Gail, another resident who lives no more than two minutes away from van der Plaat's address, says her sons often ride their bikes down to that end of the street.
It's an activity she says they'll now have to reconsider.
"It is remarkably close...they'll probably be taking another route."
The Dutch-born man was originally sentenced to 15 years and 10 months in jail for the 23-year long sexual abuse of his daughter.
The abuse took place when she was aged between nine and 32 while they lived in Vanuatu and Auckland.
The conditions of van der Plaat's release include having to wear a GPS bracelet and a ban on nearing or entering any locations where children under 16 may gather.
That includes children's parks, schools, kindergartens, beaches, childcare centres, or libraries.

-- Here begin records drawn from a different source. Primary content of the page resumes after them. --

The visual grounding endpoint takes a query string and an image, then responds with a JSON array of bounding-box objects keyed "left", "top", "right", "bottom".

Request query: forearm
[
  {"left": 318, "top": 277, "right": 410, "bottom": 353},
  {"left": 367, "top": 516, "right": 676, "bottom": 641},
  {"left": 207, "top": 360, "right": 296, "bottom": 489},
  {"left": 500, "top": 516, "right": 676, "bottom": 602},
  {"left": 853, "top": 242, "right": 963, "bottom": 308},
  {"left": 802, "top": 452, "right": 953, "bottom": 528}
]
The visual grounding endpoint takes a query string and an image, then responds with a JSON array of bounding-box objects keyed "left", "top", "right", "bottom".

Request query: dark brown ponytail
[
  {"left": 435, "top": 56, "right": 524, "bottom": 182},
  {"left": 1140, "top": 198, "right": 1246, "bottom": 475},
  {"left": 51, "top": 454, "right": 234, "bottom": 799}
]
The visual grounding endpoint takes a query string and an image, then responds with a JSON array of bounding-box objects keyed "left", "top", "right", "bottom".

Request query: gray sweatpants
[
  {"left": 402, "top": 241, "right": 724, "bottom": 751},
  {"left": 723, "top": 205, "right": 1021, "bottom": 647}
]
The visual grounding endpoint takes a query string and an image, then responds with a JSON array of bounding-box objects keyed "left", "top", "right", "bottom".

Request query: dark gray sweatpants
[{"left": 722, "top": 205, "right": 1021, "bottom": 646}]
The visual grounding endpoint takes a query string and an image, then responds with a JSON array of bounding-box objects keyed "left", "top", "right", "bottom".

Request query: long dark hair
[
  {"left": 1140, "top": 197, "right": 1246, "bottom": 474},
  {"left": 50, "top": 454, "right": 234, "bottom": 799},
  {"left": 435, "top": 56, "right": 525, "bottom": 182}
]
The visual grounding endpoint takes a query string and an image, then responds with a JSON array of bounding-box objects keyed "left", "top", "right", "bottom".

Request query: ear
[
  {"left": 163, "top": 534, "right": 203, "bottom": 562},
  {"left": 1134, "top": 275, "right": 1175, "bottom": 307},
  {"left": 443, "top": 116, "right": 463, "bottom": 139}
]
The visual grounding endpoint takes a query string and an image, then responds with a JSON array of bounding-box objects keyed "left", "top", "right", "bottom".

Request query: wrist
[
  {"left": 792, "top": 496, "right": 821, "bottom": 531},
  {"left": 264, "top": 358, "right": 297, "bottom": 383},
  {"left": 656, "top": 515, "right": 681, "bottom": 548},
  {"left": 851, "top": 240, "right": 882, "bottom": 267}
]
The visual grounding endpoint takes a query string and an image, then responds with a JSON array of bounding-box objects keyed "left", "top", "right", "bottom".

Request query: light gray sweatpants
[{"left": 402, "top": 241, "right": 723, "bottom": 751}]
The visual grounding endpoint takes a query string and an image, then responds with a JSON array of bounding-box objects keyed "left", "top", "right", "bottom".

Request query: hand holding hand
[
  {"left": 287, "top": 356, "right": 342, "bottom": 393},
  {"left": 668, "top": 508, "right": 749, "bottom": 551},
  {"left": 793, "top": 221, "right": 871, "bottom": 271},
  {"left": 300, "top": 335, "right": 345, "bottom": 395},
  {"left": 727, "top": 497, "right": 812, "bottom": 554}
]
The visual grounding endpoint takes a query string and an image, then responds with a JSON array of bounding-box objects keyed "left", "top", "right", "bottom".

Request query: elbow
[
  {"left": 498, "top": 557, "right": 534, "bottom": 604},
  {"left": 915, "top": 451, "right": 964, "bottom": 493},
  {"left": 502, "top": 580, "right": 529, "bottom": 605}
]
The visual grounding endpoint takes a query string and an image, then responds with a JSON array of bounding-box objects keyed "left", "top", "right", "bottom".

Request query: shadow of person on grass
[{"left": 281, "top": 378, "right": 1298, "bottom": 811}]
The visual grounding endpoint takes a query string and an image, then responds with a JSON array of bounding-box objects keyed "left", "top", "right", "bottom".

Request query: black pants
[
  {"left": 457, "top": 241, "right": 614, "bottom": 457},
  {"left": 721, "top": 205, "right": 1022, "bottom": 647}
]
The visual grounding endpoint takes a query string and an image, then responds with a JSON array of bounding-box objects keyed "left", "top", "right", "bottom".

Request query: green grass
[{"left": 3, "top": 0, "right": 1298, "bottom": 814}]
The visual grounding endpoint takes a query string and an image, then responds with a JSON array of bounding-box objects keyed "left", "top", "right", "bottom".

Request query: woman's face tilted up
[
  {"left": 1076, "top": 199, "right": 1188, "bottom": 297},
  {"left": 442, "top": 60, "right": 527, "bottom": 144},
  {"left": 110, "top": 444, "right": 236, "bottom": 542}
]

Ms Thomson says the community has had several meetings prior to his release in which they have been briefed by the Department of Corrections as to what it means for them.
"We were informed of his monitoring plan, and my interpretations is that we, as the community, are responsible for reporting any breaches of his parole. And we are to ring 111 immediately if he does breach any of those conditions."
Corrections has also made an application to the High Court to allow the conditions to remain in place for 10 years.
Peninsula Primary School, which is less than 400 metres away from Bosun Pl, issued a warning on the front page of its newsletter.
Principal Teresa Burn told parents Corrections would be alerted within five minutes of a parole breach and said all she could do was trust the plan will work if van der Plaat tries to do anything.
The news has also angered Jess McVicar of the Sensible Sentencing Trust who says the Parole Board's decision is an "absolute disgrace".
"This again is a failure in our justice system; it is basically setting up another victim for him.
"The fact the report says 'future victims' gives me the shivers, they know he will offend again yet he is going to be released. Every mother will be living in fear because our justice system has once again failed us."
van Der Plaat was released in 2010, but sent back to jail after being seen holding hands with a girl of about five years old in Auckland.
The Parole Board had to release van der Plaat as he was sentenced before compulsory detention rules came into force, and had served his full sentence.
That's despite the fact the board believed he had a medium to high risk of reoffending and he still continued to deny his crimes.